Top Ten Fears about THE DARK KNIGHT

10. The movie might not live up to the hype surrounding it. [But let's be honest, ten million critics can't all be wrong... can they?]

9. Maggie Gyllenhaal's "sad turtle" mug might drag the whole thing down.

8. A sudden turn towards the Schumacher.

7. An embarassingly over the top turn by Heath Ledger. [Actually I'm not at all worried about that, as the above clip dissuades any such notions, but it ought to be mentioned.]

6. No Morgan Freeman narration. [Actually, narration would probably kill this movie.]

5. The inevitable turn that there's no way that a threequel will live up to this one. [Unless someone listens to my idea about Brittany Murphy and Rose McGowan as Harley & Ivy... and Toby Jones for The Mad Hatter. Heck, throw in Ben Kingsley as Mr. Freeze.]

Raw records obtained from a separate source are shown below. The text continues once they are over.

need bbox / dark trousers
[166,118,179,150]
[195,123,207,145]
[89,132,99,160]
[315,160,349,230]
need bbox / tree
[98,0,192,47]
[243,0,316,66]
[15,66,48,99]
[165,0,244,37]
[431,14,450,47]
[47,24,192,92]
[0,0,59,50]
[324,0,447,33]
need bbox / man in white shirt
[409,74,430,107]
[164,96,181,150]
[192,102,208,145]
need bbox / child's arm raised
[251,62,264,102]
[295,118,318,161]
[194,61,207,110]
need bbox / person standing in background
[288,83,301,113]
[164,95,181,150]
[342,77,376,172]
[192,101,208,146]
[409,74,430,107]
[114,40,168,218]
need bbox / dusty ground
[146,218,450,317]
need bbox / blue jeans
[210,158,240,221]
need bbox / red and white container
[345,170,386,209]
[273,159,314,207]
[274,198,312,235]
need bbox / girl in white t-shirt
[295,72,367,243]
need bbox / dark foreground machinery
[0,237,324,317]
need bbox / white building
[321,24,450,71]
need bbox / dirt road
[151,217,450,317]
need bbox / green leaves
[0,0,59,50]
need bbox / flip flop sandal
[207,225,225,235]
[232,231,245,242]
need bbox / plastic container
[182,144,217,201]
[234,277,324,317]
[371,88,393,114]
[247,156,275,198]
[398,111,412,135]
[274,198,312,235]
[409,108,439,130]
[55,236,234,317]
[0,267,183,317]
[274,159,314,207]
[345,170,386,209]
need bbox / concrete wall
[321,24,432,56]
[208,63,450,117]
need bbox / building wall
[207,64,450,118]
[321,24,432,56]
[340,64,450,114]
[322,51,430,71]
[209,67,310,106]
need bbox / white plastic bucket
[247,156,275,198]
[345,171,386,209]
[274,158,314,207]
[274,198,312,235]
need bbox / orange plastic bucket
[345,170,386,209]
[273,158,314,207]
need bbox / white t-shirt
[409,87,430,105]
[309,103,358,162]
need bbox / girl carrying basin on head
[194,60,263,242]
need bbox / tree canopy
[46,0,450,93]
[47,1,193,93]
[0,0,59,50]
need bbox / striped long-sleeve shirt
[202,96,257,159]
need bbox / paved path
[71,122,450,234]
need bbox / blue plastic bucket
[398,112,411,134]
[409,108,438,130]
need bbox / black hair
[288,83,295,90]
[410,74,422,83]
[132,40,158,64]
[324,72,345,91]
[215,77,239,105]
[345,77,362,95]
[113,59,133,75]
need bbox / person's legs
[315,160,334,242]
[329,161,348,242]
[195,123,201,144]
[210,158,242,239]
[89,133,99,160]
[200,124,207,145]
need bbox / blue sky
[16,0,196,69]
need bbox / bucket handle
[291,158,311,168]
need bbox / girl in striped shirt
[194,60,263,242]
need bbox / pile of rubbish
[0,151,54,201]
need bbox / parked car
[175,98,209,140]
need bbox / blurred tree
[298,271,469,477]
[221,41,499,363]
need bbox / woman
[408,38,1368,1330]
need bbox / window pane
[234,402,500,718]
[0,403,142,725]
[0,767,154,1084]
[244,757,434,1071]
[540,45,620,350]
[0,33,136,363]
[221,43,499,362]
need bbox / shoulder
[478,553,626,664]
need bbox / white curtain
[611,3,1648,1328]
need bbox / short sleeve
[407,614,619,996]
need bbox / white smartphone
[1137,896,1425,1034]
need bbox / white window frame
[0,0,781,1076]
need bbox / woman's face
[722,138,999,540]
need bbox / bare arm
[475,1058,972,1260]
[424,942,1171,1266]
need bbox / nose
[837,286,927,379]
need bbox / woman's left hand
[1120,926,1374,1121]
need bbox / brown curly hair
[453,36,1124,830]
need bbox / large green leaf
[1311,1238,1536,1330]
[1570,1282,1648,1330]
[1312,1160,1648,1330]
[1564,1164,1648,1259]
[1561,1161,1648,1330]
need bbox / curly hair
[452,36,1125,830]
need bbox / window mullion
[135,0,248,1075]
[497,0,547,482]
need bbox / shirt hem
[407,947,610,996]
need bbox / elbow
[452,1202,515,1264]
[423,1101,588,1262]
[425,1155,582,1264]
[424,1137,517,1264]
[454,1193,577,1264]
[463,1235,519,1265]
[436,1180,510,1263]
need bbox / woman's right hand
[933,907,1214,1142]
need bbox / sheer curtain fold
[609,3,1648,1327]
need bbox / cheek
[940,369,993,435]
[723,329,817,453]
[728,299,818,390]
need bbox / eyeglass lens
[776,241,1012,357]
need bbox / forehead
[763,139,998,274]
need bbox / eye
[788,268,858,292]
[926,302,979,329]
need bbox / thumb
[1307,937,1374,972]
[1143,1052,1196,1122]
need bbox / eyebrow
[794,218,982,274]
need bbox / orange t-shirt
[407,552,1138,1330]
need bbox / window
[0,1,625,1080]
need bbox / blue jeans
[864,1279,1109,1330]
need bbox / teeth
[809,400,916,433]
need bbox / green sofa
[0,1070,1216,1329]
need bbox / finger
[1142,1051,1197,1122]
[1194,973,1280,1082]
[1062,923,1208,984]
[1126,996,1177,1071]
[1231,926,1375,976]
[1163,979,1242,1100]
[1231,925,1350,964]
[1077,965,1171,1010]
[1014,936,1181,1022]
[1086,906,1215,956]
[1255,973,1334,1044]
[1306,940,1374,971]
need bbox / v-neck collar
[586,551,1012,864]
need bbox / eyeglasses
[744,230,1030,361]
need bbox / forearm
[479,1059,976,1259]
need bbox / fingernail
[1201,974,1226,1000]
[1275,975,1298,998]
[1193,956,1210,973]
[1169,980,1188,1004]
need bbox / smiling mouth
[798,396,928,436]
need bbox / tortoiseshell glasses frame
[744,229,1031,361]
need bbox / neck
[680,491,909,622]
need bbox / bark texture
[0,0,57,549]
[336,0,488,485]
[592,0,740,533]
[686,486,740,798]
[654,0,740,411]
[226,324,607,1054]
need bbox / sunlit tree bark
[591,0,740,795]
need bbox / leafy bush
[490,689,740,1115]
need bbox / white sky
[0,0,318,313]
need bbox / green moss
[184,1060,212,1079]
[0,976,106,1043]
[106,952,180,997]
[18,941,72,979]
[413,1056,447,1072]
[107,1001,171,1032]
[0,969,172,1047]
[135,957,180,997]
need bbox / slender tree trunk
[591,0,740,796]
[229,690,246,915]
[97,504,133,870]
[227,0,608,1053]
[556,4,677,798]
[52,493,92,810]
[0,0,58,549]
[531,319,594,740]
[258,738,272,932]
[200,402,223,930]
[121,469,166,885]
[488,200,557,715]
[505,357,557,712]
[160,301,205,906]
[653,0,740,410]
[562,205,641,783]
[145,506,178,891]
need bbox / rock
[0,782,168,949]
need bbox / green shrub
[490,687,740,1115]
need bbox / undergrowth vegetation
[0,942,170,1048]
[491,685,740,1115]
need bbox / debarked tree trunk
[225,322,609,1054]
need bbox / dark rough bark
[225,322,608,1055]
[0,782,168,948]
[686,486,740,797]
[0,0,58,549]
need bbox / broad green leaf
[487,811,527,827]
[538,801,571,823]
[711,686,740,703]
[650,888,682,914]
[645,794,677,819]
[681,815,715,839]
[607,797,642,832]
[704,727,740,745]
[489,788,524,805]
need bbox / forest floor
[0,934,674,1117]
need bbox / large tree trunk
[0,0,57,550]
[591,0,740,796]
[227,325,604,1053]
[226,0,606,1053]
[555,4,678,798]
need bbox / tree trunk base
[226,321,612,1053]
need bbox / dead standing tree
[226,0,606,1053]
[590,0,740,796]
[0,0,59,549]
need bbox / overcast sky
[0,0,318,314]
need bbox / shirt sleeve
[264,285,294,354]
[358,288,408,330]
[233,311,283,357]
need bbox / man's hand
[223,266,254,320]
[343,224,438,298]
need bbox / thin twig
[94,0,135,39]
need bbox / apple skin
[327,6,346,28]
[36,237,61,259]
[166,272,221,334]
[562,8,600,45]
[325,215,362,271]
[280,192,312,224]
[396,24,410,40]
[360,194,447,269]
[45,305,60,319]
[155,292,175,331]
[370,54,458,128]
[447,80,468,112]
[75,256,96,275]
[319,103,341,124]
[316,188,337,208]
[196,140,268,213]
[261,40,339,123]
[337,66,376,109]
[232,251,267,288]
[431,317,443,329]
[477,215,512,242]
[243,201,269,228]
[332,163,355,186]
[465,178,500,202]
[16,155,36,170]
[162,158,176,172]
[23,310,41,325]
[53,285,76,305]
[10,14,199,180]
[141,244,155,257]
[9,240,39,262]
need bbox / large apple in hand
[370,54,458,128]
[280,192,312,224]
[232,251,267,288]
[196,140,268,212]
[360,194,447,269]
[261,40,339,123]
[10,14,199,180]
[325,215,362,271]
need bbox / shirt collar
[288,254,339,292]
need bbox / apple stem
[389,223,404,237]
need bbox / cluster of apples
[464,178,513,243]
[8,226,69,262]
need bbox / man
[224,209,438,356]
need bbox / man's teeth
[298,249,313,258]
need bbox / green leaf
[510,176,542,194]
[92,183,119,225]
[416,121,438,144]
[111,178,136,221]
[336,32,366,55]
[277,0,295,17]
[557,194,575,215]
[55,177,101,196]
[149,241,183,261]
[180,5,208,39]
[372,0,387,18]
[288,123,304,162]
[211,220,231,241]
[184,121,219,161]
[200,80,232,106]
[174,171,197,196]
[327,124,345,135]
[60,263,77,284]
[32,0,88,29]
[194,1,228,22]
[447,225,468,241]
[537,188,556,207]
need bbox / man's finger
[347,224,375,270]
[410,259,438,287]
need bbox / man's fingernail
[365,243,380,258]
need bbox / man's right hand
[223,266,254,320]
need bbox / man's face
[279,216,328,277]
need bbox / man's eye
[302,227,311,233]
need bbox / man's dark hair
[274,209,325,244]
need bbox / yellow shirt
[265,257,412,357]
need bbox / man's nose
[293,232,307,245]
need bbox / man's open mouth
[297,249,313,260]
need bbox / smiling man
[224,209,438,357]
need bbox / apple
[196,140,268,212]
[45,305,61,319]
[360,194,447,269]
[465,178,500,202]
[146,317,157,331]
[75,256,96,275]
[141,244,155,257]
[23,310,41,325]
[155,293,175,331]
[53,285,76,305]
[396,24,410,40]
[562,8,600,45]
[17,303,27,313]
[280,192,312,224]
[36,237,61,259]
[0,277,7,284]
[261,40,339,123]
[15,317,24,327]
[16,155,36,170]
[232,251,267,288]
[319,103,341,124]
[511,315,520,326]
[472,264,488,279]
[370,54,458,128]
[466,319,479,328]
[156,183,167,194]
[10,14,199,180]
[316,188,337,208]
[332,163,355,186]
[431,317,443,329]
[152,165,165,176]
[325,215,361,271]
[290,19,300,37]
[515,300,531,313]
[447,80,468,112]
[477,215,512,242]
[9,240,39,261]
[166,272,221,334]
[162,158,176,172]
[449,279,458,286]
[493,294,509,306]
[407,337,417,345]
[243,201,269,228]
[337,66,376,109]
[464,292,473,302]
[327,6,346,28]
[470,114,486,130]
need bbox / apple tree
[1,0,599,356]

4. WAAAY TOO SHORT. Give me about four hours, Mr. Nolan, and I'll be happy.

3. Not enough Joker.

2. Get Smart Syndrome - all the good material being given away in the promotional spots.

1. This movie might be so awesome that as the credits roll I may just die of sheer ecstasy, which would be a shame since I'm sure that I'll want to see it more than once.